The Swiss Society of Engineers and Architects (SIA) (Note: Schweizerischer Ingenieur- und Architekten-Verein, SIA; Société suisse des ingénieurs et des architectes, SIA; Società svizzera degli ingegneri e degli architetti, SIA) is a Swiss professional association for specialists in construction, engineering, industry, and the environment. Founded in 1837 in Aarau, it has grown to become a national organization with approximately 15,000 members as of 2010.

== History ==
The society was founded in Aarau in 1837 under the name Swiss Society of Engineers and Architects by architects, engineers, construction and road inspectors, as well as contractors. Its original purpose was to promote continuing education among its members.

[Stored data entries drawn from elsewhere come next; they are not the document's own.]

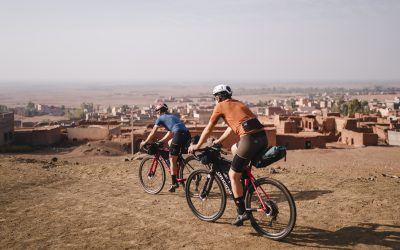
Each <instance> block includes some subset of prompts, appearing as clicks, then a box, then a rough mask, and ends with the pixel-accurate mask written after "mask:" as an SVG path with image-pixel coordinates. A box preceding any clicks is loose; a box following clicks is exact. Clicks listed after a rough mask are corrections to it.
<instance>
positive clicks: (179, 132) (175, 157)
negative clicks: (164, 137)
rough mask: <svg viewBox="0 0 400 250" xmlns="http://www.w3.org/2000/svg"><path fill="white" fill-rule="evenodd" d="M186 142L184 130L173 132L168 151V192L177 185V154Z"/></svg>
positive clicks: (177, 157)
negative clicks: (168, 184)
mask: <svg viewBox="0 0 400 250" xmlns="http://www.w3.org/2000/svg"><path fill="white" fill-rule="evenodd" d="M185 142H186V133H184V132H176V133H174V137H173V138H172V141H171V145H170V149H169V153H170V158H169V160H170V163H171V179H172V185H171V188H170V189H169V190H168V191H170V192H175V189H176V188H177V187H178V186H179V185H178V182H177V175H178V165H177V160H178V156H179V155H180V154H181V151H182V147H183V145H184V143H185Z"/></svg>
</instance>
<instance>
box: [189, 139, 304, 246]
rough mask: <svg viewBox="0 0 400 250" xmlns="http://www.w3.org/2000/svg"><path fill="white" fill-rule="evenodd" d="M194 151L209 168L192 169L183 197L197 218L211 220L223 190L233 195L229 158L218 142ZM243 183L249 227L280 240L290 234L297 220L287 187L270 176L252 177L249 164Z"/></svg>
mask: <svg viewBox="0 0 400 250" xmlns="http://www.w3.org/2000/svg"><path fill="white" fill-rule="evenodd" d="M196 152H201V154H196ZM196 152H195V154H194V156H195V158H196V159H197V160H199V161H201V162H202V163H203V164H206V165H208V169H199V170H195V171H193V172H192V173H191V174H190V175H189V177H188V178H187V180H186V188H185V189H186V194H185V195H186V200H187V203H188V205H189V207H190V209H191V210H192V212H193V214H194V215H195V216H196V217H197V218H199V219H200V220H203V221H210V222H213V221H216V220H218V219H219V218H220V217H221V216H222V214H223V213H224V211H225V207H226V200H227V194H226V192H228V193H229V194H230V195H231V196H232V198H233V193H232V187H231V183H230V180H229V176H228V171H229V168H230V166H231V161H229V160H227V159H225V158H223V157H222V156H221V146H218V145H216V146H212V147H206V148H204V149H200V150H197V151H196ZM225 154H226V153H225ZM242 184H243V187H244V189H243V191H244V192H243V193H244V194H245V195H244V197H245V206H246V211H247V212H248V213H249V215H250V216H249V217H250V222H251V225H252V227H253V228H254V229H255V230H256V231H257V232H258V233H260V234H261V235H263V236H264V237H267V238H269V239H273V240H281V239H283V238H285V237H286V236H287V235H289V234H290V232H291V231H292V229H293V227H294V226H295V223H296V205H295V202H294V199H293V197H292V195H291V194H290V192H289V190H288V189H287V188H286V187H285V186H284V185H283V184H282V183H281V182H279V181H277V180H274V179H271V178H260V179H255V177H254V176H253V174H252V171H251V165H250V164H249V166H248V167H247V168H246V170H245V172H244V174H243V176H242Z"/></svg>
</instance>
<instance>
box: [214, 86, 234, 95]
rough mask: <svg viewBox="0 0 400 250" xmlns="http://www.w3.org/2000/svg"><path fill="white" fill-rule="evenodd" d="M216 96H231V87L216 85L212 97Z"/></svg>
mask: <svg viewBox="0 0 400 250" xmlns="http://www.w3.org/2000/svg"><path fill="white" fill-rule="evenodd" d="M217 94H225V95H228V96H231V95H232V90H231V87H229V86H228V85H225V84H220V85H217V86H215V88H214V89H213V95H217Z"/></svg>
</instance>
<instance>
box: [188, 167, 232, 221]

Working in close collaboration with the Federal Polytechnic School in Zurich (now ETH Zurich), it rapidly evolved into a professional association and national interest group for all specialists in construction, engineering, industry, and the environment.

The SIA established a permanent secretariat in 1910 and has been headquartered in the SIA House in Zurich since 1970. The society developed its first fee regulations in 1877 and adopted a code of honor in 1909, which required all persons involved in planning and construction processes to adhere to professional ethics. Between 1910 and 1937, the SIA published the thirty volumes of The Bourgeois House in Switzerland.

In 2024 the SIA elected Susanne Zenker, a Swedish born architect, as their president. Zenker is the first woman to hold this position.

== Organization ==
The SIA comprises a central society with its permanent secretariat, regional sections, professionals divided into four groups since 2000, and numerous affiliated professional associations. The organization develops standards (beginning in 1883 for artificial stones), contracts (from 1910 onwards for tenders and construction), as well as basic documents and information on specific topics.

== Publications ==
The society publishes official organs in three languages. In German, the weekly magazine Tec 21 (previously Eisenbahn from 1874 to 1882, Schweizerische Bauzeitung/Revue polytechnique suisse from 1883 to 1978, and SIA: Schweizer Ingenieur und Architekt from 1979 to 2000). In French, Tracés (formerly Bulletin technique de la Suisse romande from 1875 to 2001), and in Italian, the monthly Rivista tecnica (Rivista tecnica della Svizzera italiana from 1910 to 1964).